Published on 12:00 AM, June 27, 2015

Classic Review

Pelle the Conqueror (1987)

Pelle the Conqueror (1987)

Director: Bille August
Writers: Martin Andersen Nexø, Bille August
Stars: Pelle Hvenegaard, Max von Sydow, Erik Paaske
Runtime: 157 minutes

Plot: A Swedish peasant and his young son immigrate from to Norway and find themselves toiling cheerlessly on a remote and desolate farm owned by a lecher, run by a sadist and staffed by misfits.

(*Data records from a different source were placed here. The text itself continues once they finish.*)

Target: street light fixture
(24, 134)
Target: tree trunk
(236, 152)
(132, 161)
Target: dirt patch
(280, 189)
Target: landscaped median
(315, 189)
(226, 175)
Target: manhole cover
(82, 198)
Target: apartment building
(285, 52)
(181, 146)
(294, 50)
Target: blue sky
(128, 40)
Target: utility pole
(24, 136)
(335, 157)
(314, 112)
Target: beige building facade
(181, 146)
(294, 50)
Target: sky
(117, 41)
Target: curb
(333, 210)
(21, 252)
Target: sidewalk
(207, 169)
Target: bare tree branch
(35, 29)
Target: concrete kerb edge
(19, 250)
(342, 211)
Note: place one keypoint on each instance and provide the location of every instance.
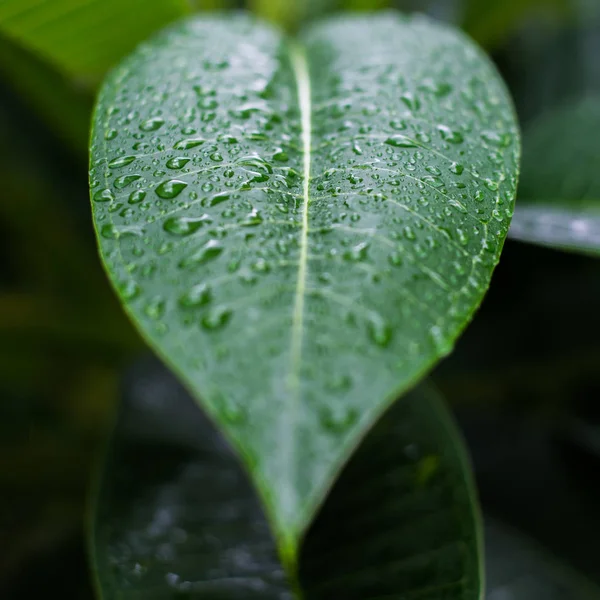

Review: The Danish film, which won the Golden Palm, at the 1988 Cannes Festival, is a vividly re-created, minutely detailed panorama of a particular time (the turn of the century), place (rural Denmark) and circumstance (life on a great farm) in the course of the four seasons. The observer is Pelle (Pelle Hvenegaard), a staunch, wide-eyed Swedish boy who has come to Denmark with his aging, destitute and widowed father, Lasse (Max von Sydow).

Lasse has promised his son that Denmark will be a land of opportunity, a place of plentiful jobs, where pork is served on Sundays and butter is spread on bread. Instead Lasse and Pelle are lucky to be hired as little better than indentured servants, underpaid, underfed and overworked.

Mr. August never indulges the pathos that is built into the story, which is to his credit as a disciplined film maker, though it also keeps the film at a slight remove from the audience. One is never unaware that this is a very long movie. Mr. August brings a cool 20th-century sensibility to what is, at heart, a piece of passionate 19th-century fiction.

This is a movie that doesn't rush the audience to its plot. Rather it keeps the audience hooked to the unfolding as elegantly as possible. Because of this approach, it's easy to catch by almost any kind of audience.